DOTLOGICS BLOG

February 27, 2018

3 Reasons Why More Traffic Hasn’t Brought You More Conversions

Written byChristian Abbatecola

A businessman behind several web-related symbols.
Who doesn’t love traffic? Well, the kind of traffic we talk about on the web, at least (rush hour traffic is an entirely different story, of course!). It’s a positive indicator of a healthy website that has an effective web marketing campaign which is doing its job to pull in visitors. The more traffic your website has, the more likely it is that you’re being discovered by new people, and the more potential you have to convert some of those visitors into customers. Unfortunately, that potential isn’t always realized.

Have you ever seen a temporary spike in traffic, or even a sustained uptick in regular visitors, that wasn’t accompanied by increased conversions? If so, there’s a real possibility you’re doing something wrong, and if you want your burgeoning traffic numbers to help your business grow, you need to figure out what that something is. Chances are pretty high that you might be making one of these three key mistakes.

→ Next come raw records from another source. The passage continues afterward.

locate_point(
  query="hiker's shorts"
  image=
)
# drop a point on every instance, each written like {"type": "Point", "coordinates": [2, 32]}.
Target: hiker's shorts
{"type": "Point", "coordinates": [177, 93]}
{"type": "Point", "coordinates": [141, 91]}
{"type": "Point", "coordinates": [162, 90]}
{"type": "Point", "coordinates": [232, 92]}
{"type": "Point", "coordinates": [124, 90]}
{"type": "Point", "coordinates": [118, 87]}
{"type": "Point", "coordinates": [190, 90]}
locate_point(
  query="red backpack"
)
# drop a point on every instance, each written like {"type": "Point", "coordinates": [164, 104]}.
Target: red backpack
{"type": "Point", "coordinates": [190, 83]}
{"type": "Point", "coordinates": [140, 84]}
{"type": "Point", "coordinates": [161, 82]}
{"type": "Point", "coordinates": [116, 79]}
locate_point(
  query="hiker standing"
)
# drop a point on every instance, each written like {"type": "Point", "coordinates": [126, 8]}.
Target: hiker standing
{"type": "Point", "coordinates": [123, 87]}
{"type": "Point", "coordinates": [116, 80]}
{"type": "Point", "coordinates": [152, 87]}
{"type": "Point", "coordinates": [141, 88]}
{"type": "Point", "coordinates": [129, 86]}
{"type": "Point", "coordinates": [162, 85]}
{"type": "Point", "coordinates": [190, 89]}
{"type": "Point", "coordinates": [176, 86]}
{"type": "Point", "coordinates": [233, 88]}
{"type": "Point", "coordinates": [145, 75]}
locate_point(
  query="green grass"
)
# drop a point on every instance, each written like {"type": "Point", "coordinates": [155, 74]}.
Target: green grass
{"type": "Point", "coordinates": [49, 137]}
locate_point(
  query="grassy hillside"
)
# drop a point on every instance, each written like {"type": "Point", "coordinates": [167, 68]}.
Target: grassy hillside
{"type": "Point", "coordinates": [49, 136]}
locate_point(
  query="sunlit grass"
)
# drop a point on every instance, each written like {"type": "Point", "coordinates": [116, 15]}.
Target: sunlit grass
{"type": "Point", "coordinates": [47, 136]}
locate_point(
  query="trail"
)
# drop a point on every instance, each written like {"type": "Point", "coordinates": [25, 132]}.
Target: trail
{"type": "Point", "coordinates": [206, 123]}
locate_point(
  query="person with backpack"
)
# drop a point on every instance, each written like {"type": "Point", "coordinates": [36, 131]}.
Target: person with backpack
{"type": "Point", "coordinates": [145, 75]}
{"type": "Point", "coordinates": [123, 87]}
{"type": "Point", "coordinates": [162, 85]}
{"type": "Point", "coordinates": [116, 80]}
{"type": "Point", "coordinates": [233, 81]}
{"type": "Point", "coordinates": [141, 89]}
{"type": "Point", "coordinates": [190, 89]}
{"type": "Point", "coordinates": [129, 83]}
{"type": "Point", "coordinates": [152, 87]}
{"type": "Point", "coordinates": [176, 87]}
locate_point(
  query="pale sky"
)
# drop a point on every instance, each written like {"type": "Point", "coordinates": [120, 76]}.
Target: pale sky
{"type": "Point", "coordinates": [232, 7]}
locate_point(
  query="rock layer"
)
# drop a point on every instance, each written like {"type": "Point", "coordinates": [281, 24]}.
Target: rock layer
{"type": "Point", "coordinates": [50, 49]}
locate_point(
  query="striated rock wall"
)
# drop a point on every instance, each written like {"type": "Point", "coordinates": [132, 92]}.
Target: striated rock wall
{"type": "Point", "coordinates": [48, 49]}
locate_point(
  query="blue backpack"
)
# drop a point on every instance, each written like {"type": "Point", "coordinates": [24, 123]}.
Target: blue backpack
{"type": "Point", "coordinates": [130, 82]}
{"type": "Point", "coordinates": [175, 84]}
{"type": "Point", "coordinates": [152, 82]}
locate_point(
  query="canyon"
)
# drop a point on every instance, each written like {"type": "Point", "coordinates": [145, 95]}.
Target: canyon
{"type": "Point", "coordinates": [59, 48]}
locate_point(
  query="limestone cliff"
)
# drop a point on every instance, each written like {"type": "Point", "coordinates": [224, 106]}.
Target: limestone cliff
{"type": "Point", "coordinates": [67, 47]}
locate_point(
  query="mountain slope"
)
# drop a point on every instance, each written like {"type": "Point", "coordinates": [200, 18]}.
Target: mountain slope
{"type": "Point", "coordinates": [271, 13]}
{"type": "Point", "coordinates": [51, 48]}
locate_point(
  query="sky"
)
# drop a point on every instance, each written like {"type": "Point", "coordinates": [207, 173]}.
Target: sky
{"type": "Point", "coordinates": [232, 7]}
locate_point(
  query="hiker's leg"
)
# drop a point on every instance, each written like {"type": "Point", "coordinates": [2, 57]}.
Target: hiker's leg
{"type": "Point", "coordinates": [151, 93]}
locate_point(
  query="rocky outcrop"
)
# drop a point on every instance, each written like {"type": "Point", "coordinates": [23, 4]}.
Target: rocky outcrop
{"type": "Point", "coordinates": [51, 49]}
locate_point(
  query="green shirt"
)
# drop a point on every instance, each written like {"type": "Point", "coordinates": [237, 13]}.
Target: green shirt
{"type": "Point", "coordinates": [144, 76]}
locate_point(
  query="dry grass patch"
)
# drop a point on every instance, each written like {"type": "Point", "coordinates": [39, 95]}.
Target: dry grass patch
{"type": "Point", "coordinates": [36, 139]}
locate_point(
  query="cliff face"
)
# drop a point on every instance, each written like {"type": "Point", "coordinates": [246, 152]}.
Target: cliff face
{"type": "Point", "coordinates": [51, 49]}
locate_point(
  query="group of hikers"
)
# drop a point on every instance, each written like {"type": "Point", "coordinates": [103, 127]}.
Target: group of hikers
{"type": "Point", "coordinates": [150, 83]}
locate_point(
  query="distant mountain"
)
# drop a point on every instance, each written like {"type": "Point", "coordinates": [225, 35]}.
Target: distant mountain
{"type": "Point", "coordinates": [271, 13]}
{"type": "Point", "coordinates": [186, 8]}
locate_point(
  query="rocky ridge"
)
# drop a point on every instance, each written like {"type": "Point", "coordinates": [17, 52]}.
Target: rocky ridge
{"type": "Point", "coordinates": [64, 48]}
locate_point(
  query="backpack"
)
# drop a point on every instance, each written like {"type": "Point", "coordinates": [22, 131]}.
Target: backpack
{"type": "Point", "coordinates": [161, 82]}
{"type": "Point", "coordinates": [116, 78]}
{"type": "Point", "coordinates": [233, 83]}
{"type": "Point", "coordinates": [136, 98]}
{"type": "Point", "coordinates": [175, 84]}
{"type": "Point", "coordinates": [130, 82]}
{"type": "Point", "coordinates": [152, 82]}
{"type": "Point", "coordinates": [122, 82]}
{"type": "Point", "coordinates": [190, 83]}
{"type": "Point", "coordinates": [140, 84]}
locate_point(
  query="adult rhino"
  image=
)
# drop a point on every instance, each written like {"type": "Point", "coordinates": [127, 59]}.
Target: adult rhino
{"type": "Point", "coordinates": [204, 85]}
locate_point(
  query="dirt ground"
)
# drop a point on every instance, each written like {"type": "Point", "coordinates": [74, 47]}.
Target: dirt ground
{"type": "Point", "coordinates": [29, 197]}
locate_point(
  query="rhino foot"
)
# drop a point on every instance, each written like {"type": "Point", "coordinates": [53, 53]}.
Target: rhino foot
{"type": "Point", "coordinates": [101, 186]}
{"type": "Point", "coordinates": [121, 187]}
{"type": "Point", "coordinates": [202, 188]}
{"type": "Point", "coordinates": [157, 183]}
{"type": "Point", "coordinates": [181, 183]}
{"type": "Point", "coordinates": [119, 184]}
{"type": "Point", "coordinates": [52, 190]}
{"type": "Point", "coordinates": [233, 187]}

You’re Not Funneling Your Visitors

Once visitors come to your website they should have clear prompts to interact with it. If, for example, they landed on one of your blog posts, that post should include links to highly relevant content. If they’re on a product page on you Ecommerce website, it should be clear and easy for them to make a purchase; a section of similar, related products for the visitor to consider could also inch him or her closer to the item he or she actually wants to buy.

The point is, each part of your website should be designed to help your visitors progress through the buyer’s journey. Your most important pages should be within a click or two of your home page, and your site should be encouraging your visitors to continue interacting with you until they’re ready to buy. Give them clear CTAs, and include prompts to sign up for your mailing list or check out your educational resources where appropriate. Each part of your site should be designed with the goal of eliciting a response from your visitors. Even when that response isn’t to immediately make the conversion from visitor to customer, it should be one that keeps the visitor interested in you, and builds your brand as a valuable resource for the visitor. On every page you should be giving your visitors something to click on, and a reason to click it.

You’re Attracting the Wrong Crowd

Your hard work has paid off. You’ve advertised, you’ve gotten active on social media, and you’ve even started to rank highly on certain Google searches. So now that you’re visible and gaining traffic, why aren’t you making more conversions? It could very well be that your efforts to increase traffic, while clearly successful, have not been targeted well enough. It’s one thing to get people to click through to your website; it’s another to get the right people to click through.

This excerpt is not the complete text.